UKIP's Roger Helmer Defends Tweet Depicting Calais Refugees As Possible Terrorists Or Sex Attackers

Chuka Umunna says image was 'xenophobic garbage'

Lynne Cameron/PA Archive

A UKIP MEP has come under fire after tweeting a cartoon that depicts a group of Calais migrants on a school bus with the caption “Allahu Akbar”.

Roger Helmer, MEP for the East Midlands said that he was making an “amusing” point by publicising the image, which suggested that refugees allowed into the UK could “commit terrorism or sex attacks”.

He added that “recent history” suggests that some of those being allowed into Britain from ‘The Jungle’ camp “may be” terrorists or rapists.

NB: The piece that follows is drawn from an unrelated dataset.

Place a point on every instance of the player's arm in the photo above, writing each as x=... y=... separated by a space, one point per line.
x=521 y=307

The cartoon shows Theresa May driving a yellow bus full of youths photographed in Calais, with the caption “The children on the bus sing Allahu Akbar”.


The ‘God is great’ phrase appeared to be a jibe at the shout of Islamist suicide bombers.

Chuka Umunna, leading supporter of the Open Britain campaign, told HuffPost UK: “Britain’s proud history of providing sanctuary to children fleeing conflict seems to have escaped the notice of Roger Helmer.

“This kind of xenophobic garbage on social media fans the flames of hatred, which have led to the alarming recent rise in hate crimes.

“As an elected representative of the British people, Roger Helmer should delete this vile tweet and apologise.”

Some on Twitter picked up on the Open Britain attack.

But when challenged about his retweet, Helmer was unrepentant, denying that he was “bigoted” or “Islamophobic”.

He added that “I thought it was an amusing and relevant comment on the immigration debate and migrant issue”.

The MEP then insisted that he wasn’t directly accusing those allowed in from Calais, but said that “some” of them “may be” sex attackers or terrorists because “the UK doesn’t know who it is letting in”.

The ‘Jungle’ camp in Calais was being cleared today by the French authorities, as the first child refugees tried to find homes in the UK.

Up to 1,300 foreign nationals were bussed away from the makeshift site to locations across France.

At least 7,000 people have been living in the refugee camp in squalid conditions, some for years.

Migrants queued peacefully to be processed, and half of the 60 coaches lined up to will carry them to migrant centres across France have now left.

Protestors gathered outside the Home Office to call for better treatment of the unaccompanied minors.

Home Affairs Commitee chairwoman Yvette Cooper warned that child refugees risk slipping into the hands of smugglers.